More than half (56 percent) of the respondents said they are more likely to purchase from a site that allows personalization, and 63 percent are more likely to register at a site that allows personalization or content customization. The implication for online sellers is that the most desirable customers increasingly want to receive improved service or relevant benefits from Web sites that can remember their personal information and subsequently tailor that information to their personal needs and interests.
"Online marketing has now entered a stage where personalization is the rule, not the exception," said Don Peppers of Peppers and Rogers Group, co-chair of the Personalization Consortium. "Savvy marketers will need to provide consumers the convenience of customization, show consumers its benefits, and earn the consumers' trust by carefully guarding all their personalized data."
Among the findings of the survey:
- 87 percent of people surveyed are annoyed when a site asks for the same information more than once
- 82 percent are willing to provide such personal information as gender, age and ethnicity if the site will remember their preferences and personal information.
- 28 percent of personalizers spent more than $2000 online last year; compared to only 17 percent of the nonpersonalizers who spent as much.
- 21 percent of personalizers pay for online subscriptions, versus only 11 percent of the nonpersonalizers.
- 84 percent have refused to provide information at a Web site because they were not sure how that information would be used
"Experienced Web consumers clearly value the relevance, convenience and improved service that personalization offers, and they are willing to supply personal information online in exchange for these benefits," said Mike Capizzi of Frequency Marketing, Inc., chairman of the Personalization Consortium's research committee. "They also place a high value on privacy and security, and their sustained loyalty to any business requires the business to clearly state and adhere to acceptable policies in both arenas."
Respondents to the survey were found most likely to provide the greatest amount of personal information in exchange for access to restricted areas of a Web site such as a members' only area and a secure environment.
These purchasers who took part in the survey were defined as United States consumers age 18 and over who have been online for two years or more and have made one or more purchases online during the last 12 months. The survey was based on the answers of 512 qualified respondents who were screened from a universe of 3,500 and weighted to reflect this group of online users.
A pair of reports on personalization by Cahners In-Stat Group included a survey of nearly 900 executives, which found that, while the idea of personalization for business interactions was viewed favorably, overall adoption of these technologies has been low. The reports, "User-Interface Evolution: End-user Perceptions of Personalization & Privacy in the Small Companies" and "User-Interface Evolution: End-user Perceptions of Personalization & Privacy in the Corporate Market," examine the current and future use of personalization technologies in the enterprise and small-business markets.
"Personalization technologies offer a means for businesses to make online interactions more meaningful and effective," said Kirsten Cloninger, industry analyst with In-Stat's eBusiness Group. "However, businesses are still wary of infringing on consumers' privacy rights so adoption has been modest in the corporate market."

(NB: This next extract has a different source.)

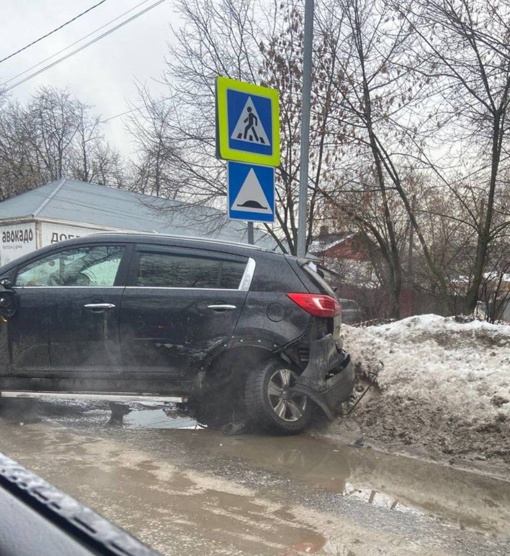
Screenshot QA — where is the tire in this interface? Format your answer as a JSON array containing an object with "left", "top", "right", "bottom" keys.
[{"left": 245, "top": 359, "right": 313, "bottom": 435}]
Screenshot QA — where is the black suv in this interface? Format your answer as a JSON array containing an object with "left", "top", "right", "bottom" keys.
[{"left": 0, "top": 233, "right": 354, "bottom": 433}]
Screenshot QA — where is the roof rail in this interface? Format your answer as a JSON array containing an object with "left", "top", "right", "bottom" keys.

Firms are still focused primarily on customers for personalization, but are beginning to apply these technologies to employees as well. In-Stat forecasts that suppliers and partners will be future targets for these technologies primarily in the corporate market (100 or more employees), as businesses continue to leverage the Internet for supply chain management, collaboration and communication. However, personalizing interactions for suppliers and partners is not likely to happen, Cloninger said
In-Stat also surveyed small companies (1 to 99 employees) and found that, although many small company Web sites lack sophistication, even one-person businesses demonstrated an interest in ways to present consumers with more personalized online interactions.
"For smaller companies, the use of personalization technologies is still a thing of the future," Cloninger said. "Until these company's Web sites become more complex, only simple forms of personalization will make any sense for these firms." In-Stat also determined that online self-service continues to be a strong interest for small companies and a feasible way for them to augment the quality of online customer interactions.

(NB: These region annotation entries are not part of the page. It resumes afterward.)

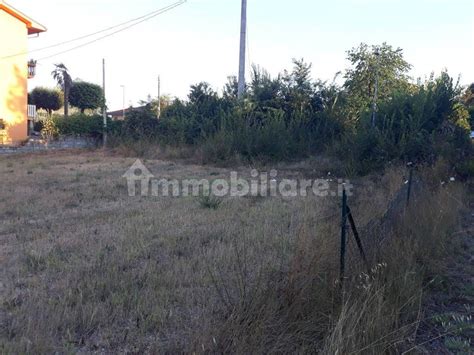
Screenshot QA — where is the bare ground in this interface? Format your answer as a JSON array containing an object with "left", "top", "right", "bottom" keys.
[{"left": 0, "top": 151, "right": 472, "bottom": 354}]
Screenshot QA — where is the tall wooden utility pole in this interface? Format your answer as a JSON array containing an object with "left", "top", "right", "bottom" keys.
[
  {"left": 156, "top": 75, "right": 161, "bottom": 119},
  {"left": 237, "top": 0, "right": 247, "bottom": 99},
  {"left": 102, "top": 59, "right": 107, "bottom": 148}
]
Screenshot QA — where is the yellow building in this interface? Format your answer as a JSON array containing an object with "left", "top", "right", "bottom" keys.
[{"left": 0, "top": 0, "right": 46, "bottom": 145}]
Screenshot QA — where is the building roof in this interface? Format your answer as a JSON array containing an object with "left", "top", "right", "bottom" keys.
[{"left": 0, "top": 0, "right": 47, "bottom": 35}]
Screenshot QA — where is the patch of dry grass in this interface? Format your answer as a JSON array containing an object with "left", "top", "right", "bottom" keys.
[{"left": 0, "top": 152, "right": 466, "bottom": 354}]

Other findings from In-Stat include:
- The number of corporate market businesses (100+ employees) that are planning to use personalization technology will almost double by 2002, up from 22 percent to 43 percent.

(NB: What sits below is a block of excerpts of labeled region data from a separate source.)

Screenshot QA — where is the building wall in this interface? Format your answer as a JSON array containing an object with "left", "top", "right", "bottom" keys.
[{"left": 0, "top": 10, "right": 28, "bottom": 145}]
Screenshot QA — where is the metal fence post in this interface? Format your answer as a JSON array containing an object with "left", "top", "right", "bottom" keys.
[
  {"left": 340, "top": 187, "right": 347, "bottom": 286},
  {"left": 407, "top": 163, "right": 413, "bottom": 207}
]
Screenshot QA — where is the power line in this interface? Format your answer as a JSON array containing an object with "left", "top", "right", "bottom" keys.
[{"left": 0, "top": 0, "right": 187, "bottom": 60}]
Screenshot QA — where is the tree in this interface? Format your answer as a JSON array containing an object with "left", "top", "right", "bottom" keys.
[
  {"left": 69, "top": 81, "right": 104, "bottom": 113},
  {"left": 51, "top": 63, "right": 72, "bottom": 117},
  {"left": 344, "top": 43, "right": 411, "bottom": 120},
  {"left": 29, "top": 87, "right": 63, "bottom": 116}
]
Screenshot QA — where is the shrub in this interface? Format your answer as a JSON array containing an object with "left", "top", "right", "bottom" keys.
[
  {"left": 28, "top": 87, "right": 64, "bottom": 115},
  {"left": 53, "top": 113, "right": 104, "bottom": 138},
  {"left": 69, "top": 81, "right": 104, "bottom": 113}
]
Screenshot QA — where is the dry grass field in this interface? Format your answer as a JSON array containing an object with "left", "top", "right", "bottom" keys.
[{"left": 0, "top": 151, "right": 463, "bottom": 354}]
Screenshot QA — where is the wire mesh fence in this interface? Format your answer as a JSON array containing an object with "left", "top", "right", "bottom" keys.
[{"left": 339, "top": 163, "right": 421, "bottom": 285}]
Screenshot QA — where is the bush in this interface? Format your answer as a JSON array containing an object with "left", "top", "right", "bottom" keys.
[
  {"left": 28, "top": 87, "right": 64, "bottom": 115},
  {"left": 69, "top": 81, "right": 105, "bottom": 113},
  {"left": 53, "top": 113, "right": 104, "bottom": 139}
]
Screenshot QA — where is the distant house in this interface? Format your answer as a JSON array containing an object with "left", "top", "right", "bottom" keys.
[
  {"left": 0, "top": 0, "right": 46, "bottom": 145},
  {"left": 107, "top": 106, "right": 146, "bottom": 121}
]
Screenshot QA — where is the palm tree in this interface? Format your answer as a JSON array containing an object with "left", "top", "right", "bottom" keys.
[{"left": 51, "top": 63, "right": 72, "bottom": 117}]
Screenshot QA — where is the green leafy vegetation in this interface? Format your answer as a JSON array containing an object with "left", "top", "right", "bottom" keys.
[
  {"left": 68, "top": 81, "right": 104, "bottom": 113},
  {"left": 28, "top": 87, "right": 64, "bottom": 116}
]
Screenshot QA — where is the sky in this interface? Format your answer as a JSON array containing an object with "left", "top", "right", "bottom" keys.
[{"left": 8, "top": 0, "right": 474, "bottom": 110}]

- In the small companies market, 9 percent of small Internet-accessing companies reported that they currently use personalization technologies.
- Almost two-thirds of middle market and 80 percent of enterprise respondents indicated that preference-based personalization was not an invasion of privacy when used for business reasons.
- Customers constitute the number one online access priority for both the small companies and corporate markets, 58 percent and 56 percent respectively.